Hold the press Melbourne and Richmond supporters. There may be a ne’er previously considered reason for why your teams have not performed to expectations, and which at the same time, may explain why the Cats have defied the popular opinion of most AFL pundits.

Go home tonight and pen a letter to the coaching and recruiting staff demanding that all listed players sit an IQ test.

Apparently, a recent study has shown that 25% of AFL players have literacy and numeracy skills below Year 10 standard. According to Stephen Alessio, the AFLPA GM for Player Development, “players are selected for their physical attributes” rather than their academic record.

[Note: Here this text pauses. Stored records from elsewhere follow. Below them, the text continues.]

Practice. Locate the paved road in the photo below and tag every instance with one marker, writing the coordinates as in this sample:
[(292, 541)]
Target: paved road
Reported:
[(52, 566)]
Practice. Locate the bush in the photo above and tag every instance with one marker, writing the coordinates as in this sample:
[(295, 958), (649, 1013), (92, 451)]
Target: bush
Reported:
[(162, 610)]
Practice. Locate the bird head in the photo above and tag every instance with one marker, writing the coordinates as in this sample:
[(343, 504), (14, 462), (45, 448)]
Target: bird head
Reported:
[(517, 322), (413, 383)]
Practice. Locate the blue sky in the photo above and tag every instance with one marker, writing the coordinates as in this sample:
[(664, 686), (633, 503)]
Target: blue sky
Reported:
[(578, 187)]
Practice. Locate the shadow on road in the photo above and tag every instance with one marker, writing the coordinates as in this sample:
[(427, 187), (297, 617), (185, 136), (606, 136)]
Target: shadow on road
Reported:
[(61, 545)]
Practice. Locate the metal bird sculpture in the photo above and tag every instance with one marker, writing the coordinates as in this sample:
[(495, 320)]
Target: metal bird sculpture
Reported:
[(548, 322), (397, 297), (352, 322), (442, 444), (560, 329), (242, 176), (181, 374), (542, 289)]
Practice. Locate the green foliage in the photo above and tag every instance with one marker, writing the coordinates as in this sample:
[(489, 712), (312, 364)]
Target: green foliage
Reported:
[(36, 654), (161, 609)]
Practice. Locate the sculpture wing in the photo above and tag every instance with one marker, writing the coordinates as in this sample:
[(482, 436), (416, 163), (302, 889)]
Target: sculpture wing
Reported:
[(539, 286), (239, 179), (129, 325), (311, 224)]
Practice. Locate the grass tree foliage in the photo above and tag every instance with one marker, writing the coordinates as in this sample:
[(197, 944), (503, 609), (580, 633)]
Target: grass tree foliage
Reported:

He also suggests that a low level ability with words and numbers may “prevent a player from understanding team tactics.”

If my theory is correct, the Demons and Tigers will have a higher number of the poorly educated 25% in their lists which will indicate that their erratic performances are not because they are not talented, but because they have no idea what the coach is telling them.

In contrast, the Collingwood and Geelong lists are likely to be full of Rhode Scholars.

I can hear recruiters at the draft camp next year.

“Vertical leap. Broke the record. Check. Beep test. Broke the record. Check. Reflex test. Broke the record. Check. Strength test. Broke the record. Check. English test. Dumb as dog shit. Pass.”

Related anecdotes:


In 1996, Alan Joyce was sacked as coach of Footscray. One of the reasons circulating at the time was that his game plans were too complicated. He expected players to be “rocket scientists” when they were “just footballers”.

Was Joyce a visionary – a man with the right ideas in the wrong time? How times have changed.

What tactics?

It has been said by anyone who coached and played with Gary Ablett Senior that he walked to the beat of his own drum. I remember one story where Malcolm Blight would lay down the team instructions for a game, and Gazza would break them all within minutes of the game starting.

In the end it was recognised that giving Ablett instructions was futile so whilst they were given to 19 players, Gazza was told to “just play footy”.



  1. The Cats Vs Richmond match yesterday was definitely a game of two halves – bearable and laughable.

    The skills on display in the second half were so poor that it must have been due to fatigue.

    But the poor old Tiges game plan was so baffling that I think they confused themselves. Either they had no idea what the coach’s instructions were, or the coach’s game plan is inspired by grifters and magicians.

    So many times on the half back line, the Richmond players ran around in circles handballing to themselves before finally going forward. It was like watching a shell game (3 cups and a pea).